Interior should be better given the price tag. Steering is precise but lacks feel somewhat.
Updated 16 July 2018
Quattroporte 350PS introduced

The 350PS Quattroporte retains its iconic Maserati sporting characteristics and accelerates from 0-62mph in 5.5 seconds and has a top speed of 167 mph with a NEDC 2.0 combined consumption and CO2 emissions...

Read more

Introduction

While the Quattroporte name may not seem as exotic when translated into English - it simply means 'four door' - this is one high performance luxury saloon that has all the Italian flair and style you'd expect from the famous brand. Maserati has made some big changes for this generation model, with a better quality interior, more space and for the first time - crucially - a diesel engine.

The 3.0-litre V6 diesel is shared with the smaller Ghibli but has its roots as a Chrysler unit that's used in the Jeep Grand Cherokee. This makes the most sense for long distance drivers thanks to its claimed economy of more than 45mpg. It also means that many people will now consider the Quattroporte alongside the likes of the Audi A8 and Jaguar XJ.

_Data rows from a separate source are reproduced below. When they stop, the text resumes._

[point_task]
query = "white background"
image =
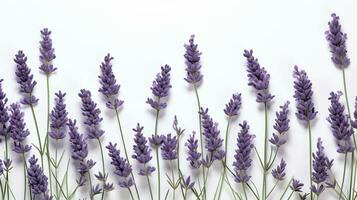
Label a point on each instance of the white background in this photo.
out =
(144, 35)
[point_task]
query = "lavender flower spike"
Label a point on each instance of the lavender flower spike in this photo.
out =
(109, 86)
(91, 114)
(4, 115)
(337, 40)
(281, 125)
(243, 159)
(258, 78)
(339, 122)
(122, 167)
(320, 166)
(18, 129)
(25, 79)
(58, 118)
(213, 141)
(279, 172)
(47, 52)
(303, 96)
(233, 106)
(160, 88)
(169, 148)
(193, 65)
(193, 155)
(142, 151)
(37, 180)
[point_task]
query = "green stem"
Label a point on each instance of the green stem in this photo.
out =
(225, 158)
(201, 137)
(38, 133)
(125, 150)
(310, 157)
(343, 177)
(265, 152)
(103, 166)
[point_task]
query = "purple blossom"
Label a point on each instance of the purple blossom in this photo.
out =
(25, 79)
(281, 125)
(258, 78)
(303, 96)
(213, 141)
(58, 118)
(279, 172)
(193, 155)
(109, 86)
(234, 105)
(142, 151)
(339, 122)
(193, 66)
(47, 52)
(122, 167)
(18, 130)
(169, 148)
(4, 115)
(160, 88)
(337, 42)
(320, 166)
(91, 114)
(243, 159)
(37, 180)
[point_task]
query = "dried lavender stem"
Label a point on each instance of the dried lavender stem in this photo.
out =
(126, 153)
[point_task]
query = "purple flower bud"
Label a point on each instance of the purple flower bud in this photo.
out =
(122, 167)
(4, 115)
(258, 78)
(243, 159)
(47, 52)
(58, 118)
(337, 42)
(18, 131)
(25, 79)
(279, 172)
(303, 96)
(142, 151)
(233, 106)
(37, 180)
(109, 87)
(169, 148)
(339, 123)
(192, 62)
(160, 88)
(91, 114)
(213, 141)
(193, 155)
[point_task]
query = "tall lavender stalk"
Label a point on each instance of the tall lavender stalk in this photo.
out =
(160, 89)
(47, 55)
(305, 107)
(25, 80)
(337, 43)
(259, 79)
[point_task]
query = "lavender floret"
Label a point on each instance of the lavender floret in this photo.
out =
(193, 154)
(303, 96)
(258, 78)
(47, 52)
(109, 86)
(160, 88)
(25, 79)
(58, 118)
(243, 159)
(337, 42)
(91, 114)
(234, 105)
(339, 122)
(193, 66)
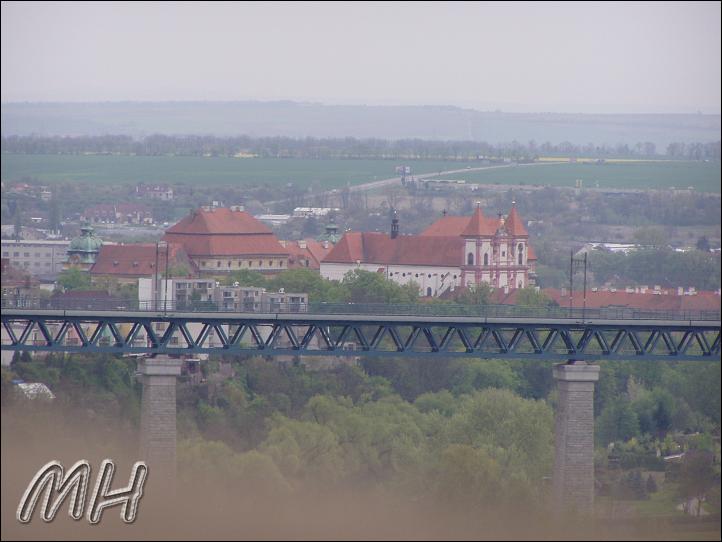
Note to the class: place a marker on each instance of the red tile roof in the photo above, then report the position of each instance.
(476, 225)
(479, 225)
(219, 221)
(314, 252)
(447, 226)
(706, 301)
(379, 248)
(514, 223)
(137, 260)
(228, 245)
(223, 232)
(667, 300)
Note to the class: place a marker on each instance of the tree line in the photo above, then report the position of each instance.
(345, 148)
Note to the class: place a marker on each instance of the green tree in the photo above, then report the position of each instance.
(618, 421)
(697, 476)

While the Quattroporte diesel has strong pace, for outright performance you need to look to the top of the range GTS. Powered by a Ferrari-built 3.8-litre V8 engine, it boasts 530PS and works beautifully with the eight-speed automatic gearbox, delivering rapid yet effortless performance. All accompanied by a lovely low V8 rumble.

Thanks to adaptive dampers, the Quattroporte rides impressively well, absorbing rough roads and speed bumps with ease. It's also very quiet on the move, even at higher speeds, helped by an acoustic windscreen and the same at the back. With more sumptuous seats than before and improved rear legroom, the Quattroporte is now a serious contender in the luxury saloon market.

It's not cheap though. The diesel is priced at £70,000 give or take a few quid, while the GTS is a hefty £110,000. That's not far short of the incredible Mercedes-Benz S63 AMG. The Maserati certainly has the handling, performance and style to match the competition, but sadly it's let down somewhat by the interior.

The cabin isn't bad - far from it. Indeed the quality of the leather used on the seats and dash top is top notch, as are the various wood or carbon fibre trims available. But on closer inspection you do come across some switches that feel below par, especially for a car at this level. Similar the navigation touchscreen system isn't as sophisticated as the competition. Given the price you'd expect better.

Still, the Quattroporte is a magnificent piece of engineering and a joy to drive. It has that sense of occasion that few large saloons can match. All three engines offer strong performance and as an alternative to the usual suspects, we can think of nothing better than having a Maserati on your drive.